Directed by Jules Dassin, this movie just goes further to cement my opinion of him as fine director who knew from characters.  I've now seen all the films he did in this era, including the first films he made after leaving the US after getting black-listed.  And it makes me want to see the movies he made on either side of this stunning block:  Brute Force, The Naked City, Thieves' Highway, Night and the City, Rififi.  That's a hell of a run between '47 and '55. 

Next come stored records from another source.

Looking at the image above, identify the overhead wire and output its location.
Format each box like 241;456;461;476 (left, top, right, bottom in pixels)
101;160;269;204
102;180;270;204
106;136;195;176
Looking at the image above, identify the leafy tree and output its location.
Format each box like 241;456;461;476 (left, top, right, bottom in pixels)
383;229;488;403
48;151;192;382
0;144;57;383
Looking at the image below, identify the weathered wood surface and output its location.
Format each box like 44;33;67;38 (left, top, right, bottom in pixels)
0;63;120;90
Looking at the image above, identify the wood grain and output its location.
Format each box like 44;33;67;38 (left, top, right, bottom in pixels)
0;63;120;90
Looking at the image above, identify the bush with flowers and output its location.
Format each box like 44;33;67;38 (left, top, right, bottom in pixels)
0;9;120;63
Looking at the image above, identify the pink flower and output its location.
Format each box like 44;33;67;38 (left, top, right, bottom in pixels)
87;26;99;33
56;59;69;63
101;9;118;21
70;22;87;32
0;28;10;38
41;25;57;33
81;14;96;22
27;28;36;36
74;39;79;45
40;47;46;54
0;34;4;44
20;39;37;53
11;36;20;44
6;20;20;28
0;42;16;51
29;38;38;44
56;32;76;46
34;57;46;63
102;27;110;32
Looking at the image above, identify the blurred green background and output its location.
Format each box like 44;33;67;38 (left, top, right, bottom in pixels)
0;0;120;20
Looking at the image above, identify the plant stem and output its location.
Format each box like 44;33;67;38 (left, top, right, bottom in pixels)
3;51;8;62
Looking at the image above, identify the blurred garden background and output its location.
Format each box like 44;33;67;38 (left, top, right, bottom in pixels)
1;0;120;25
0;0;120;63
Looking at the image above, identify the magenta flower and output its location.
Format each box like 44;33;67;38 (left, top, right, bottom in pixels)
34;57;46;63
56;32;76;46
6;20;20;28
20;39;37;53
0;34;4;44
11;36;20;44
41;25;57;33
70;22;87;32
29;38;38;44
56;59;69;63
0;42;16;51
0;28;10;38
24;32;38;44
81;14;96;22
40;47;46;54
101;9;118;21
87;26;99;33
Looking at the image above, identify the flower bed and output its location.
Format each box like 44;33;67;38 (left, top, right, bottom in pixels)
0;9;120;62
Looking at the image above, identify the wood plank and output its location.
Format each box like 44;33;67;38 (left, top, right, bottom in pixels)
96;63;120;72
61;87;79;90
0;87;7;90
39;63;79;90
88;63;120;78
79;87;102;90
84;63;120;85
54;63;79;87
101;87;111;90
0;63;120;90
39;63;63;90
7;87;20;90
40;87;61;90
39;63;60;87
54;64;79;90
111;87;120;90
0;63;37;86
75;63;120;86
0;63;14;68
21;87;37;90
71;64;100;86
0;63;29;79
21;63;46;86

The story of Thieves' Highway does have a bit of that throwback to the 1930's Group Theatre feel of "social relevance" and a certain moralizing about the plight of the common man (Barton Fink would have something to say on this), and I'm good with that.  It's one of the undiscussed sides to noir in the larger culture who think of it as dames and detectives.   Dassin wasn't shy about distrust of petty dictators and the underbelly of what capitalism looks like in the darker corners - and it was probably just a matter of time before he and HUAC weren't going to see eye-to-eye.

To this day, those shiny apples waiting for you at the grocery have a curious route getting to the shelves.  Someone picks them, someone transports them from what used to be across the country, and now across the planet.  And somehow we all manage to pay next to nothing to have that fresh fruit and vegetables in places that never saw such an apple grow.  Not that you or I have much of a say in the cost of an apple, but it does make you wonder.

*look, I eat no less than an apple a day - sometimes two.  But I am no Golden Delicious man, and this sounds almost like science fiction to me that anyone would fight this hard over a Golden Delicious.

**I'm speechless if this is true (and apparently it is).  She's fantastic, and when you consider how much better she is than most English-only actors?  It's absolutely mind-boggling.